La free party organisée sans autorisation aux portes du Mans entre ces vendredi 23 et dimanche 25 janvier a pris fin. Plus de mille personnes y ont participé et des centaines de contraventions ont été dressées.

"Le Mans s’impose définitivement comme la capitale du son en France" : c'est Stéphane Le Foll qui l'affirme, ce dimanche 25 janvier... Mais le maire de la capitale sarthoise, qui salue ainsi le succès de la quatrième édition du festival "Le Mans Sonore", ne fait évidemment pas allusion à l'événement musical qui a le plus fait parler dans les chaumières au cours des heures écoulées, à savoir la free party organisée au portes de sa ville et qui aura rassemblé, au plus fort de sa fréquentation, plus d'un millier de participants sur un terrain vague et dans des entrepôts désaffectés situés sur la commune d'Yvré-l'Evêque. Investis dans la nuit de vendredi à samedi, les lieux avaient été libérés à la mi-journée.

Pas d'autorisation, un demi-millier d'infractions

Beaucoup de monde donc, mais pas la moindre autorisation administrative, ce qui a valu aux initiateurs des réjouissances "la saisie de l'ensemble du matériel de sonorisation" et, en élargissant à tous les acteurs de l'événement, un total de "526 infractions relevées" indique la préfecture de la Sarthe qui souligne avoir dû mobiliser, pour encadrer les choses, soixante policiers, 168 gendarmes du groupement départemental renforcés par des collègues d'Eure-et-Loir, une vingtaine de sapeurs-pompiers, 45 secouristes de la Croix-Rouge, de la Croix-Blanche, de la Protection Civile et du Centre français de secourisme avec l'appui de deux personnels du Samu et de la commune d'Yvré-l'Evêque.
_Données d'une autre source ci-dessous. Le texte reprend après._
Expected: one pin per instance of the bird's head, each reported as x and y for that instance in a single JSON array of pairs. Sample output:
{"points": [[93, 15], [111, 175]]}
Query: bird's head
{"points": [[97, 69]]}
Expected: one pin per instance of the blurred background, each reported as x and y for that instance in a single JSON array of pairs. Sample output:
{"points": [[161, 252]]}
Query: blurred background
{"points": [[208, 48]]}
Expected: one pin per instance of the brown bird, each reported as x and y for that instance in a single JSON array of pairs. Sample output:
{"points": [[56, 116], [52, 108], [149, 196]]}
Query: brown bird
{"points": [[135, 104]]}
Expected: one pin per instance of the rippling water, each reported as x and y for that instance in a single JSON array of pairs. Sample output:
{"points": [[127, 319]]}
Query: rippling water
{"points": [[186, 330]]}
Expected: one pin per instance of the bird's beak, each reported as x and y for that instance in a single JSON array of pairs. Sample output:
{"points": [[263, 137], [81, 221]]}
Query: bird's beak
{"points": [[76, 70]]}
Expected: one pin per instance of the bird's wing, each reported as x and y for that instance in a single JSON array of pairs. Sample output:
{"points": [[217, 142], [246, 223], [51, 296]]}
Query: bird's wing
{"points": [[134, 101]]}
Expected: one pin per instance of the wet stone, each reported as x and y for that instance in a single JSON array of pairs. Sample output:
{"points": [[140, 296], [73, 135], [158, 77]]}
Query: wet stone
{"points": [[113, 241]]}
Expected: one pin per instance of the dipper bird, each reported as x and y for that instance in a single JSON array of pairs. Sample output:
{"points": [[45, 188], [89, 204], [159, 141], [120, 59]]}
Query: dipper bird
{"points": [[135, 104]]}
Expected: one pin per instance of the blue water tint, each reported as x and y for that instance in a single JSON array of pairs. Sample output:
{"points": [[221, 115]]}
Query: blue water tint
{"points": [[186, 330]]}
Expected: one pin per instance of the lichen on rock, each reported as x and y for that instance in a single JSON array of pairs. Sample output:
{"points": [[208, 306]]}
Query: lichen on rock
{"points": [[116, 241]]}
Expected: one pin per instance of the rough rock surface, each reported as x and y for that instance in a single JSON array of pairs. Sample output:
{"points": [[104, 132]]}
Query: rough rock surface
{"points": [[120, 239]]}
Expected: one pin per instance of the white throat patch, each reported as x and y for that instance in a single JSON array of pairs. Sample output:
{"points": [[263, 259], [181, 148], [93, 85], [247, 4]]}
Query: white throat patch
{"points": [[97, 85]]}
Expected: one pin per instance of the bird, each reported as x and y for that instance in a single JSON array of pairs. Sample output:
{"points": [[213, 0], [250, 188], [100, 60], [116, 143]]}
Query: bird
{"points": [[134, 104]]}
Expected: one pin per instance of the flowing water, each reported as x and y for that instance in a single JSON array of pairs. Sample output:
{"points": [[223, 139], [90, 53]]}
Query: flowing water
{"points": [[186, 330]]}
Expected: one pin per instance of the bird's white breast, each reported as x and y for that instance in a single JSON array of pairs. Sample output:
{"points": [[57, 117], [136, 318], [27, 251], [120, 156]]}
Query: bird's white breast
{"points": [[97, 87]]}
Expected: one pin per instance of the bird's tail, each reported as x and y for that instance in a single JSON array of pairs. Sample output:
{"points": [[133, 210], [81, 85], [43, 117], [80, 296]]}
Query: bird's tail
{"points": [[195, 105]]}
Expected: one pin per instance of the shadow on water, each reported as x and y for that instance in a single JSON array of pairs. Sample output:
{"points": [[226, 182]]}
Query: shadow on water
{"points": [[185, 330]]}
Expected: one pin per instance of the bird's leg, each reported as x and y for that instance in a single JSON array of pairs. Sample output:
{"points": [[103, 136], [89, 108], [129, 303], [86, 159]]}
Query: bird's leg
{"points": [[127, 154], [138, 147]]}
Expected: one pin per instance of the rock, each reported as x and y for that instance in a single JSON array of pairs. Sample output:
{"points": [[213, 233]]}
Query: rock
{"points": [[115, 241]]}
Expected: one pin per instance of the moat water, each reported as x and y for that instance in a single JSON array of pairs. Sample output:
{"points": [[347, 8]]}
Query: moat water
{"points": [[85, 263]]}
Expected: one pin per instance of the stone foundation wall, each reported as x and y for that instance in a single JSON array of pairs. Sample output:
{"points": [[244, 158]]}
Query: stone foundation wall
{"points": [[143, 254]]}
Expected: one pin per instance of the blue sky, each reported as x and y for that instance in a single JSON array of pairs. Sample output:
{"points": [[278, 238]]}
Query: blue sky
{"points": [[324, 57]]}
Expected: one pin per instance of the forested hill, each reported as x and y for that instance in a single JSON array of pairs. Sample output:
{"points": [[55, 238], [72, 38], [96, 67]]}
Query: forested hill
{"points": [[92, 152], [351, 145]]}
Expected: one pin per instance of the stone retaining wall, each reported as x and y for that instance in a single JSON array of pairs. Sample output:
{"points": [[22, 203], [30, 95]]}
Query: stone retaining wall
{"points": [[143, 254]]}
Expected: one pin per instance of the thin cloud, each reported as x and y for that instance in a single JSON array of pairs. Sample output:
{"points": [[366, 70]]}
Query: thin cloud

Vingt-trois "prises en charge" et deux interpellations

Plus en détail, environ 60 mètres cubes d'enceintes, de platines DJ et autres matériels de type "sound system" ont été confisqués, 459 procès verbaux ont été établis par les forces de sécurité pour participation à une manifestation interdite -amende à 135 euros-, six infractions pour alcoolémie, sept pour stupéfiants et 52 pour non respect du code de la route ont été enregistrées. Deux interpellations ont été effectuées : "Une pour des violences commises contre un fonctionnaire de police et une autre pour détention de produits stupéfiants" précisent les services de l'Etat. Sur le plan sanitaire, 23 personnes en "urgence relative" ont été prises en charge, dont trois qui ont été évacuées à l'hôpital.